“Time: Blank Verse”
“Time: Blank Verse”
The poem is untitled in MS IA; entitled by Ruskin as “Time / Blank Verse” in his later witness, MS III. Specifying blank verse in the title is in keeping with another poem probably composed within a few months (or even weeks or days) of “Time: Blank Verse”—“On the Rainbow: In Blank Verse”.
Poem; New Yearʼs poem.
Facsimiles by permission of John Ruskin Collection, General Collection, Beinecke Rare Book and Manuscript Library, Yale University. Transcriptions of texts and commentary © David C. Hanson.
In MS IA, which is a compilation, the manuscript per se of the poem (see MS IA: Contents), is a one‐sheet, 12.5 by 20 cm holograph, presumably meant as a New Yearʼs Poem presentation copy.
1 January 1827.
Dated by Ruskin in the MS IA manuscript, an annotation that identifies the work as the first definitely known instance of a New Yearʼs Poem (see also “The Needless Alarm”: Discussion).

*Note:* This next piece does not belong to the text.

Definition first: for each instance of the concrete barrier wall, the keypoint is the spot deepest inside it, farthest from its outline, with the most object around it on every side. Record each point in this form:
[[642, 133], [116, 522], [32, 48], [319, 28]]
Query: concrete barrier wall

At the end of the MS III witness, a hand other than Ruskinʼs dated the poem as “Jan 1.1827”. The hand appears to be W. G. Collingwoodʼs.
In MS III, given the poemʼs position amid writing from early 1828 (i.e., positioned between “The Constellations: Northern, Some of the Zodiac, and Some of the Southern” and “The Sun”), this witness must date from early 1828.
Composition and Publication
MS III witness, Poems (4o, 1891), 1:xxvi–xxvii; Poems (8o, 1891), 1:xiii–xiv; and Ruskin, Works, 2:258–59.
As the second poem of the MS III Second Poetry Anthology, “Time: Blank Verse” in this version cannot derive from the MS IA version, as claimed in the Library Edition (Ruskin, Works, 2:258 n. 1), since, in the anthology, it precedes “The Sun”, which belongs to 1828. Rather, the MS III version is a copy, with variants, of the earlier presentation copy for New Yearʼs Day, 1827.
Since “The Sun”, like “Time: Blank Verse”, is a New Yearʼs Poem, Ruskin may have celebrated the New Yearʼs Day for 1828 by enhancing MS III, inserting after “Harry and Lucy”, Vol. 2, the MS III Second Poetry Anthology, which includes these poems. It is possible that this observance repeated a similar pattern in MS I, to which he had added “Poetry” [MS I Poetry Anthology] following “Harry and Lucy”, Vol. 1, in early 1827. (In “Poetry” [MS I Poetry Anthology], he included “The Needless Alarm”, which may have been composed a year earlier, in January 1826, and which may therefore have likewise served as a New Yearʼs Poem; see “The Needless Alarm”: Discussion.)